Access to WebINK and Google Web Fonts has a hidden benefit when combined with Suitcase’s QuickMatch feature (a phenomenally useful technology for finding similar-looking fonts): When you want a font for a webpage that’s similar to a font you used in a print layout, QuickMatch will also search the fonts in those services. You can even limit the search to specific characters, such as those used in a company or product name.

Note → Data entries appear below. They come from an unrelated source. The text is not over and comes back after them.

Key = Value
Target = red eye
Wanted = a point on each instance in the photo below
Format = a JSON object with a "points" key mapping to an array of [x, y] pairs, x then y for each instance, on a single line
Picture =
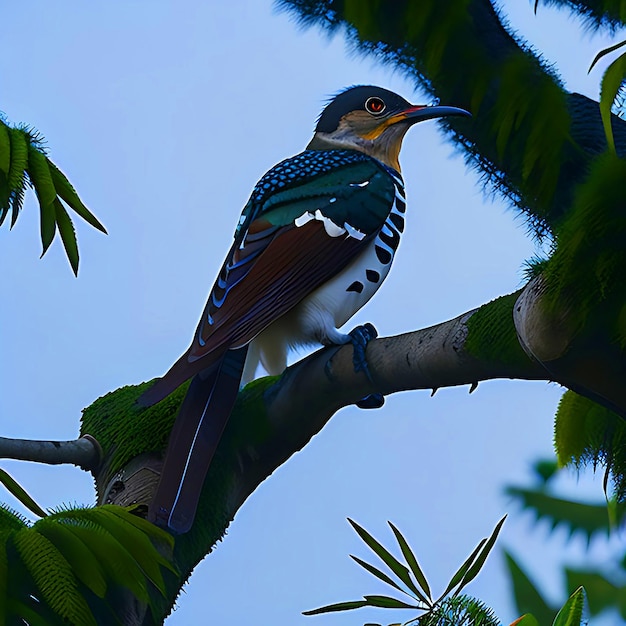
{"points": [[375, 105]]}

The Extensis font panel has an additional feature: Digests. A Digest is a way to combine fonts from multiple libraries into one logical group—or digest. Since the main Suitcase interface does not allow you to combine fonts from multiple libraries into a single logical set, this is a way to keep track of fonts from multiple sources, such as two different local font Libraries, WebINK fonts, and Google Web fonts. Unfortunately, this feature seems half-baked, as you’re limited to adding complete Sets or Libraries to a Digest—you can’t pick out individual fonts to add to the digest. Also, while these digests are shared among Photoshop, InDesign, and Illustrator, they are not available outside those applications. And since WebINK fonts are only available in Photoshop, they are not included in the digests in InDesign or Illustrator.
More handy features
Other new features are quite helpful: You can use a color picker to choose the text and background color for font samples—this is good for when you want to drag out a font sample and have it match a client’s corporate brand colors. There’s a new auto-activation plug-in for Adobe InCopy CS4 and CS5, in addition to plug-ins for InDesign CS4, CS5, and CS6, Illustrator CS4, CS5, and CS6, Photoshop CS4 and CS5 (Extensis is currently working with Adobe to create an auto plug-in for Photoshop CS6), and QuarkXPress 7, 8, and 9. Unfortunately, a bug with the auto-activation XTension causes QuarkXPress to prompt you to re-save every file you open, even if the document has not been changed.
Smarter interface
The main Suitcase window is also smarter in this version: You can resize the panels within the window; there’s a new button for QuickMatch; and there are new buttons at the bottom of the window for common actions. There is also a new Favorites feature that lets you mark a font by clicking a star next to its name. You can then create a smart set to display all your fonts marked as favorites in Suitcase. And, you can now create a set from a selection of fonts.
These are just the new features—perhaps 5 percent of Suitcase’s total feature set. They join the previous version’s powerhouse capabilities, such as previewing new fonts on live webpages, dragging font previews out as standalone image files to send to clients, font previews that can float above documents in any application, application-based font sets, FontSense font identification for auto-activation, font corruption checking and repair, font cache cleaning, and much more. One odd thing: Extensis Font panels use Adobe Flash to function, so they sometimes exhibit an odd, springy behavior when you work with them.
Macworld’s buying advice
Designers who work predominantly in Adobe InDesign, Illustrator, and Photoshop will find Suitcase Fusion 4’s new font panels a real time saver. Web designers will appreciate this version’s unique integration with Extensis’ WebINK fonts and Google Web fonts. Users of Adobe InCopy will welcome its new plug-in for precise font auto-activation. Cross-platform teams will appreciate the identical feature set on Macs and Windows. And all existing Suitcase users will enjoy the new Favorites feature, colored font previews and more accessible interface. For all those things combined, this is an upgrade well worth having.
[Jay J. Nelson is the editor and publisher of Design Tools Monthly, an executive summary of graphic design news.]
Update on 9/6/12: After this article was published, Extensis released an update to Suitcase Fusion on its website that contains the Photoshop CS6 plug-in, the InCopy CS6 plug-in, and general OS compatibility information.